4. Dunnellon, Marion County.—In 1916 (8th Ann. Rep. Florida Geol. Surv., pp. 94, 104), Dr. Sellards presented a list of the species of vertebrates discovered in the Dunnellon formation at Dunnellon and vicinity. Among the species is the camel Procamelus minor. This, however, he did not include among the Pleistocene animals.
Undetermined teeth of a camel are mentioned by Sellards as found in the phosphate mines at Dunnellon (5th Ann. Rep. Fla. Geol. Surv., p. 58).
5. Hernando, Citrus County.—Sellards (5th Ann. Rep. Florida Geol. Surv., p. 58) reported a discovery of teeth of an undetermined species of camel in a phosphate mine at Hernando. These probably are of the genus Procamelus.
6. Vero, St. Lucie County.—Some remains of a camel have been found in the stratum at Vero known as No. 2, the one immediately overlying the bed of marine marl. Sellards (8th Rep., p. 149) states there had been secured up to that time two upper cheek-teeth, a distal end of a cannon-bone, and a phalanx.
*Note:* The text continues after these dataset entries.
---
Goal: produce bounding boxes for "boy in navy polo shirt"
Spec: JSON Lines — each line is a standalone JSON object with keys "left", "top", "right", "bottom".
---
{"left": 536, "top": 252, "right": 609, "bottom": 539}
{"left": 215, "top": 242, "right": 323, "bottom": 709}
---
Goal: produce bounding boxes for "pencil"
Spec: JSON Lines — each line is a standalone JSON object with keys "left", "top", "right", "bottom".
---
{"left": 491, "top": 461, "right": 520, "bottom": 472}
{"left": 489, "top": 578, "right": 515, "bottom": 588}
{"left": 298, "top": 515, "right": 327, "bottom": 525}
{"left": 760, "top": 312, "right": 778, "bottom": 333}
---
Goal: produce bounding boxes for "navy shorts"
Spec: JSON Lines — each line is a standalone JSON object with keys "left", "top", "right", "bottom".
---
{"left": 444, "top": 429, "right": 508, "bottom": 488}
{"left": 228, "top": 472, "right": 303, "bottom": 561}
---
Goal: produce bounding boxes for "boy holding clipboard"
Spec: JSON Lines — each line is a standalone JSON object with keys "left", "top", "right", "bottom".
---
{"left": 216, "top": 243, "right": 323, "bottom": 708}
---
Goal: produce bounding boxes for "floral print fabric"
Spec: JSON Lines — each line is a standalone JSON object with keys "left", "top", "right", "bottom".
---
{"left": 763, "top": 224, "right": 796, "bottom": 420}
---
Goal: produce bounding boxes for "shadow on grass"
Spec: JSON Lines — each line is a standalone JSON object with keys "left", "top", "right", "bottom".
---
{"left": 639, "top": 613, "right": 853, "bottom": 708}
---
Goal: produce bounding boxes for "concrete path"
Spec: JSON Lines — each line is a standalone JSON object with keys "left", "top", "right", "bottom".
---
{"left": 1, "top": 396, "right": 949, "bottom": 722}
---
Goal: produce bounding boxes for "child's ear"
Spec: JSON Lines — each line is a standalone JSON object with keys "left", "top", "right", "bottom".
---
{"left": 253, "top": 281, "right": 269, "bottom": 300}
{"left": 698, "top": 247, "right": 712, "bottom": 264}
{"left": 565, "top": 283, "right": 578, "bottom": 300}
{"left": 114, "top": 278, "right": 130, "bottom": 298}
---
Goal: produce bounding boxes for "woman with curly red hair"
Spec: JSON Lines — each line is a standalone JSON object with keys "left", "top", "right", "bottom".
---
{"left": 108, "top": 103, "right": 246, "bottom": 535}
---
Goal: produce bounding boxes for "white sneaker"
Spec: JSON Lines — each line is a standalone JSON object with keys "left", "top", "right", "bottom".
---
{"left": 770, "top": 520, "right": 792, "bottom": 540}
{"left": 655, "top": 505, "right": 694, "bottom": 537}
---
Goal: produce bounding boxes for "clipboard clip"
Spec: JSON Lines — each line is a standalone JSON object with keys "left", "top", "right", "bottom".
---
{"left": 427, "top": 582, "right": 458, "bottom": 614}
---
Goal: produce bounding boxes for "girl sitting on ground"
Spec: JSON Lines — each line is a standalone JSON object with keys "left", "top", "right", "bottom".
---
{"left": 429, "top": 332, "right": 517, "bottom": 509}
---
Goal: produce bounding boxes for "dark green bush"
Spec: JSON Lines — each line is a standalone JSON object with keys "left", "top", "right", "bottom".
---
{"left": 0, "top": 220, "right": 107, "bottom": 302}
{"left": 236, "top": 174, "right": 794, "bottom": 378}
The latter, a hinder first phalanx, is figured (plate XXX, fig. 5). It resembles considerably the bone figured by Leidy and Lucas (Trans. Wagner Free Inst., vol. IV, plate XVIII, fig. 8), but it presents important differences.
The anterior phalange figured by Leidy and Lucas is 85 mm. long; a hinder phalange of the same animal would have been shorter. The hinder phalange found at Vero is 104 mm. long. The probability is that its owner was an animal considerably larger than Leidy’s Procamelus minimus. The phalanx referred by Leidy and Lucas to Procamelus medius (=P. minor) has exactly the length of that of P. minimus, but is a much stouter bone, the side-to-side diameter at the middle of the length being one-half greater. The Vero camel appears, therefore, to be distinct from any of the Pliocene camels of Florida. It probably belongs to the genus Camelops.
TENNESSEE.
1. Nashville, Davidson County.—From Mr. W. E. Myer, of Nashville, the writer has received for examination a right calcaneum of an undetermined species of camel, belonging probably to the genus Camelops. This was found near Nashville, in the bank of Cumberland River. At the same locality were found part of a tooth of a young mastodon, a tooth of Equus leidyi, a fragment of a femur of a probably larger horse, an antler of a young deer, a tooth of Mylodon, and some fragments of turtle bones. However, the horse remains and the antler are said to have been lying in a layer of gravel, while the camel and mastodon were in a bed of sand just above the gravel. Over these beds are nearly 30 feet of gravel.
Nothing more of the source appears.